A sucessão interminável das guerras se prolifera “de forma quase compulsiva, a despeito de que a maioria das sociedades humanas considera e defende a paz como um valor universal”. É o que torna a política – hoje – uma “guerra continuada”, assevera Fiori. Se é certo que “as guerras são uma catástrofe” e que, em princípio, constituem um “mal” para a Humanidade, também é certo que podem ser formalmente justas e defensivas, desencadeadas contra agressões injustas.
A busca da paz, em cada tempo concentrado de guerra, concretiza uma oposição de valores (agressão x paz – conquista ou defesa) que tornam a ação política das partes, na guerra, decisiva para conquistar o legado que advém da sua barbárie. O problema maior, porém, está no “motor” da guerra, como decisão política e militar que a justifique em termos civilizatórios: como ela se legitima para suscitar as emoções militantes que estão nos porões agressivos do inconsciente do povo?
Vem a pergunta: de onde os atores da economia global tiram legitimidade social e política para a suas decisões estratégicas?”, pergunta o Gilberto Dupas em Atores e poderes na nova ordem global (Unesp).
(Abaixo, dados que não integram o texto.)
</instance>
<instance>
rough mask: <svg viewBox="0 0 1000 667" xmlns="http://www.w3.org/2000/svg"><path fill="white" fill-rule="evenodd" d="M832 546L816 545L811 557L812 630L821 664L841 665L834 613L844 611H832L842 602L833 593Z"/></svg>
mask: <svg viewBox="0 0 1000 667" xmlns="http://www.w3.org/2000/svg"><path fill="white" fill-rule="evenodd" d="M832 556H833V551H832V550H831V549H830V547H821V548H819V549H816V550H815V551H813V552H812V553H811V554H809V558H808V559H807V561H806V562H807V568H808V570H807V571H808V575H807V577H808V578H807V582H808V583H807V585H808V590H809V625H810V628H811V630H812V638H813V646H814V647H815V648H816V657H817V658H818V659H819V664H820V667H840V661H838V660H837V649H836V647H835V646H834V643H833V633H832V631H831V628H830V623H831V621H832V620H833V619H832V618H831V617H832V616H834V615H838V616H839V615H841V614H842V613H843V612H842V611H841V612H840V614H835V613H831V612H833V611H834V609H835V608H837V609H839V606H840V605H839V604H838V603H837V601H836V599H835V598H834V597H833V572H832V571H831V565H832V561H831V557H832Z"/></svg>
E responde: a natureza do mandato desses atores vem da “racionalidade econômica e do sucesso comercial”. Concluo: as massas de soldados e os sentimentos da maioria, que compõem o cenário histórico da guerra, são sempre manipulados
A seguir, Dupas lembra – com Urlich Beck – que o mandato da economia global (ou da “democracia global”) “se baseia no voto econômico dos acionistas, que se manifesta pelas altas e baixas de ações nos mercados financeiros mundiais. Ao consumidor, diz ele, “só sobraria uma forma organizada de poder expressar o seu direito de voto, a saber, comprar ou não comprar”. O keynesianismo de Guerra de Reagan, que alimentou a economia americana no seu tempo, volta assim com força total no mercado planetário da morte.
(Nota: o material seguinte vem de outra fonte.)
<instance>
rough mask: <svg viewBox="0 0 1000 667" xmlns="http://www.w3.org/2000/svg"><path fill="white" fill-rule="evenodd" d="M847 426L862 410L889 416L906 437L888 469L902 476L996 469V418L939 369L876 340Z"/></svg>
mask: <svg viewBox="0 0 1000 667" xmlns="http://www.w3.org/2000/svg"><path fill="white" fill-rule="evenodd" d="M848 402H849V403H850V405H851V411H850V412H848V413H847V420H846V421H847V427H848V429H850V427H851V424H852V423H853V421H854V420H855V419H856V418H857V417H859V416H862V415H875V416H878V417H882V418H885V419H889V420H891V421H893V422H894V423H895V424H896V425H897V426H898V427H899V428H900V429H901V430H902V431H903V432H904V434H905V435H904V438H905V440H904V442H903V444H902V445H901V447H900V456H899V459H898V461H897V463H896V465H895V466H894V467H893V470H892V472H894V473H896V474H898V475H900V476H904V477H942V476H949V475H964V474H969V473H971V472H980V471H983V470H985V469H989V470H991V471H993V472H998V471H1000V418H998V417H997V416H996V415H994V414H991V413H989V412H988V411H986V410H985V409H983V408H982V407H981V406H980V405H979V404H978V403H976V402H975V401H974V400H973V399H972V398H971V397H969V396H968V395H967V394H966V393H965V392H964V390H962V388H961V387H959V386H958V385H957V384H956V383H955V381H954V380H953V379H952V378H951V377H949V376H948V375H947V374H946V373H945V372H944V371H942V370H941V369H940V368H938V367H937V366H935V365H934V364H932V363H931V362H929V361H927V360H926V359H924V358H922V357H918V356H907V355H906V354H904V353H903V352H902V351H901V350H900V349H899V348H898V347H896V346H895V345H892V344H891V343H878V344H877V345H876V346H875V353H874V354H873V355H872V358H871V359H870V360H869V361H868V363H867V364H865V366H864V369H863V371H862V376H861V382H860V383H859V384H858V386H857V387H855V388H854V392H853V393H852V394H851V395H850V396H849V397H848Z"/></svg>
Integrada por interesses muito concretos, nesta guerra o que interessa mais é “em que mercado estou lutando”, do que o “porque estou lutando”, ao contrário do que ocorreu nas duas Grandes Guerras do século passado. Com diferentes formas e argumentos, protagonistas de posições políticas até opostas entendem – de forma crítica ou apologética – que é necessário, “para maximizar o poder (dos acionistas), maximizar (também) as conexões entre capital e direito”.
Esta conexão imediata entre o capital e o direito exige rapidez dos atores políticos. Não só para promoverem, em cada país, reformas constitucionais e da legislação ordinária, para viabilizar as guerras entre os mercados, mas também para abrir brechas no Estado de Direito, através de decisões “de exceção”, mais moderadas ou radicais, para subordinar o Estado ao mercado.
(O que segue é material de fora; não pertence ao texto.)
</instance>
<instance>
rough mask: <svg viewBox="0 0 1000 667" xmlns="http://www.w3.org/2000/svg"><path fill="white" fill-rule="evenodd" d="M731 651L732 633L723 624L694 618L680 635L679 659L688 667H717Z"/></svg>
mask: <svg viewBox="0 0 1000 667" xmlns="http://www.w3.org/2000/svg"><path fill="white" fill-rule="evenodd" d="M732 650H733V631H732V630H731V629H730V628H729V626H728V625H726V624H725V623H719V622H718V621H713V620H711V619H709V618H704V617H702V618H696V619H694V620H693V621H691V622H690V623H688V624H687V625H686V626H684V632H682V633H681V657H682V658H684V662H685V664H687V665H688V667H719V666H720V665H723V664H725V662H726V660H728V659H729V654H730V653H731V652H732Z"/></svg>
Há um Direito Internacional que rege a guerra e protocolos que tentam humanizar o que é impossível tornar humano. O inumano exige, na sua facticidade, a morte de inocentes, a perversão do reconhecimento do outro só como desigual e não se comove com as fileiras fúnebres das crianças mortas, nem com a suprema degradação da natureza: a guerra estará sempre mais perto do “estado de natureza” do que do “estado humano”, pactuado pela ideologia da virtude e da justiça.
É neste contexto histórico, hoje, no qual não mais se opõem “blocos” comunistas reais de um lado e, de outro lado, imperialismos da expansão industrial, – neste contexto – é que as guerras assumem uma outra feição. Elas não são mais projetos nacionais ou internacionais em expansão, através de choques militares planejados, mas prolongamentos racionais da globalização financeira, criando e extinguindo mercados, dominando e liberando a reprodução virtual do dinheiro especulativo que os alimenta. E em todos os mercados morrem jovens e crianças e viceja a hidra do fascismo!